Phase 3-Evaluation of the Safe Asthma Discharge Care Pathway as a Service Improvement
The PHA,DHSSNI requested that the final pathway (Figure 1) should be piloted and results audited prior to any decision regarding potentially rolling out the pathway across all N Ireland's pediatric units and consideration of modifying the pathway to suit adult asthmatics.
The clinically collected data was recorded in a fully anonymised spreadsheet for further analysis. We carried out the service evaluation to determine the impact of this SADCP once it had been established at both the RBHSC and Antrim Area Hospital pediatric units.
The numbers of child/parents engaging with the SADCP were recorded as well as the number dropping out.
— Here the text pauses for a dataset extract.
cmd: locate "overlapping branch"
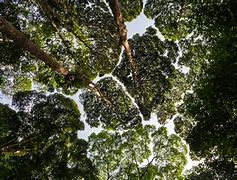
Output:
[108,0,137,82]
The number of asthma educational sessions required before the nurses considered that the “asthma basics” were correctly in place was recorded.
At the start of the clinic session the nurse assessed the child's current inhaler technique and understanding of their PAAP. Assessment of the inhaler technique was made using the manufacturer's checklist for each inhaler type.
The nurse classified each child's inhaler technique using a global assessment (20):
• “Correct” (all important steps carried out and nurse formed the opinion that the child would have received most of the expected dose).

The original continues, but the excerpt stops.